Tonight I’ll do my Fox Business Network show (8 and 11pm EST, 10pm Fri) on the “Food Police.”
As they march across the country, taxing and banning salt, trans fat, and sugary drinks, a new front has emerged for them to regulate: the bags you use to carry the food home. Not only is most of this pointless, it squanders more resources on accountants and tax lawyers.
Illinois’ 6 percent candy tax exempts products made with flour. So Kit-Kat and Twix bars are not candy. Lobbyists buy vacations off rules like that.
Washington, DC now has a 5 cent bag tax. It applies to any paper or plastic bag used by any store that sells food. It was meant to apply to grocery stores but what exactly is a grocery store?
Politics & Prose, a local bookstore, sold one food item—mints—including a variety that came in a tin with Barack Obama's likeness. To be safe, and avoid charging every customer who bought a book five cents a bag, the store dropped the mints...

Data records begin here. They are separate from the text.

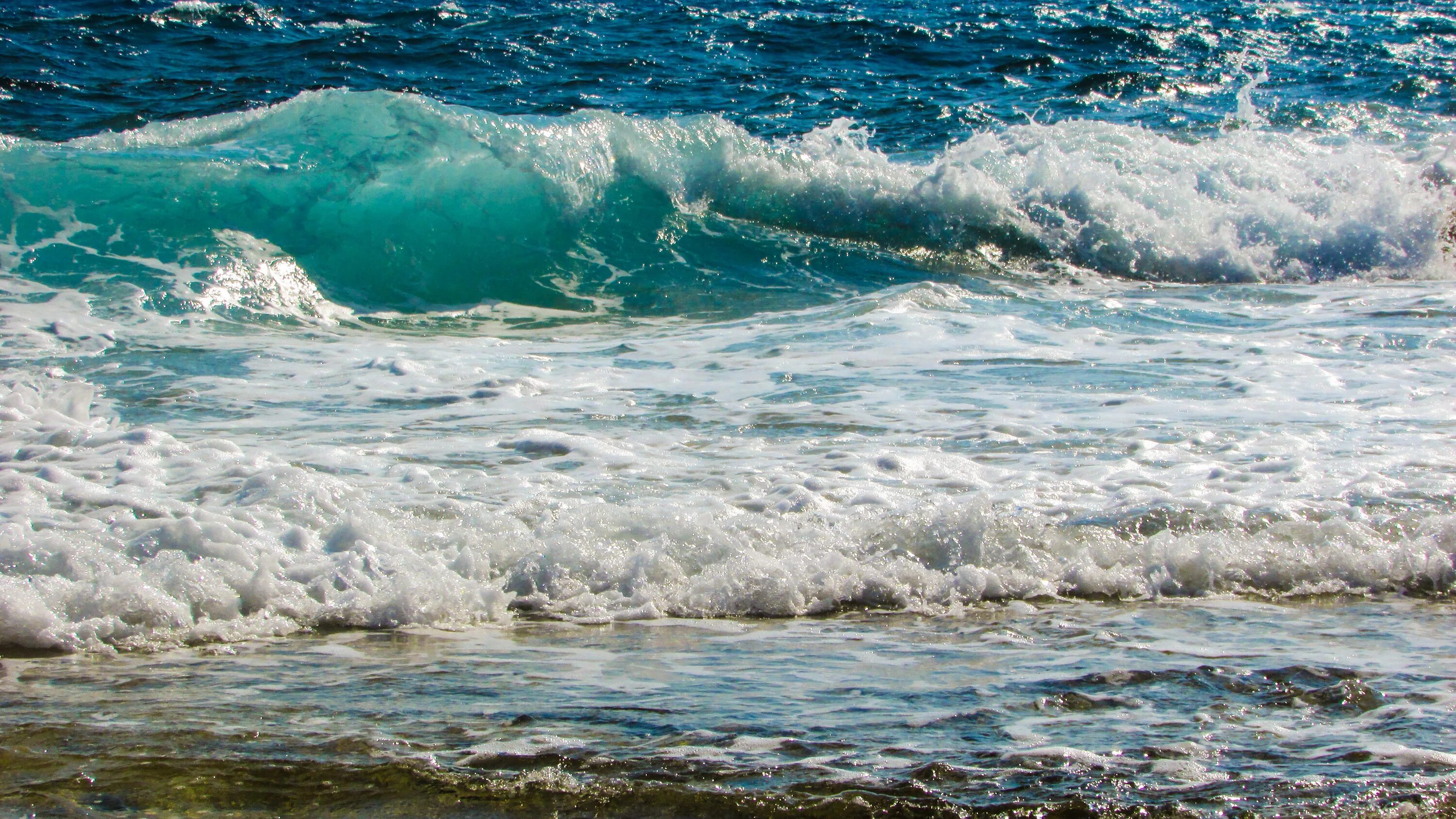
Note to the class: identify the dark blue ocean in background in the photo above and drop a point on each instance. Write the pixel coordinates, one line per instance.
(756, 410)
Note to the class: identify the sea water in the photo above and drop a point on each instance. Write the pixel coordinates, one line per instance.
(753, 410)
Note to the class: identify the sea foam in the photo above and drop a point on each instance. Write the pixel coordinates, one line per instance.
(397, 201)
(121, 536)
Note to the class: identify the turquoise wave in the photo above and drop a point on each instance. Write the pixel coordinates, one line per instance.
(392, 201)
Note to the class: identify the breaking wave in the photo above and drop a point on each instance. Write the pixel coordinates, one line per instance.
(392, 201)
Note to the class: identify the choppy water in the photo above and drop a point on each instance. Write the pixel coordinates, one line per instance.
(552, 322)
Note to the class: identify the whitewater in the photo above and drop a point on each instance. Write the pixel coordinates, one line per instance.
(648, 412)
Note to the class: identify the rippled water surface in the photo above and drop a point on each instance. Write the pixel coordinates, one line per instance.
(727, 410)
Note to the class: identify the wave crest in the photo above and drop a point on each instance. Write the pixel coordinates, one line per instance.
(397, 201)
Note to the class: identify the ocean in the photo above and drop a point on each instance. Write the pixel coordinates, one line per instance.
(753, 410)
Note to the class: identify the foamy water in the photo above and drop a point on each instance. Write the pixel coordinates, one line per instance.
(635, 412)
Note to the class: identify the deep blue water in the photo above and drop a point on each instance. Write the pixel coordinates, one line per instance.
(756, 410)
(918, 73)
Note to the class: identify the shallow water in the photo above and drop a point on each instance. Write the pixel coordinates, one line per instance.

The owners of Chocolate Moose, which sells quirky gifts and jewelry as well as candy, were certain the tax didn't apply to them. Although they received the notice the district sent to all retail food establishments, candy accounts for just 10% or 20% of sales, says co-owner Marcia Levi. "I don't consider myself a food establishment," she says. When another store owner asked what she was going to do about the regulation, she decided to call the city. "I explained to them the situation—that only a small part of my business is food," she said. "They said it does not matter."
So Chocolate Moose now charges a nickel a bag.
And so our freedom disappears, a nickel at a time.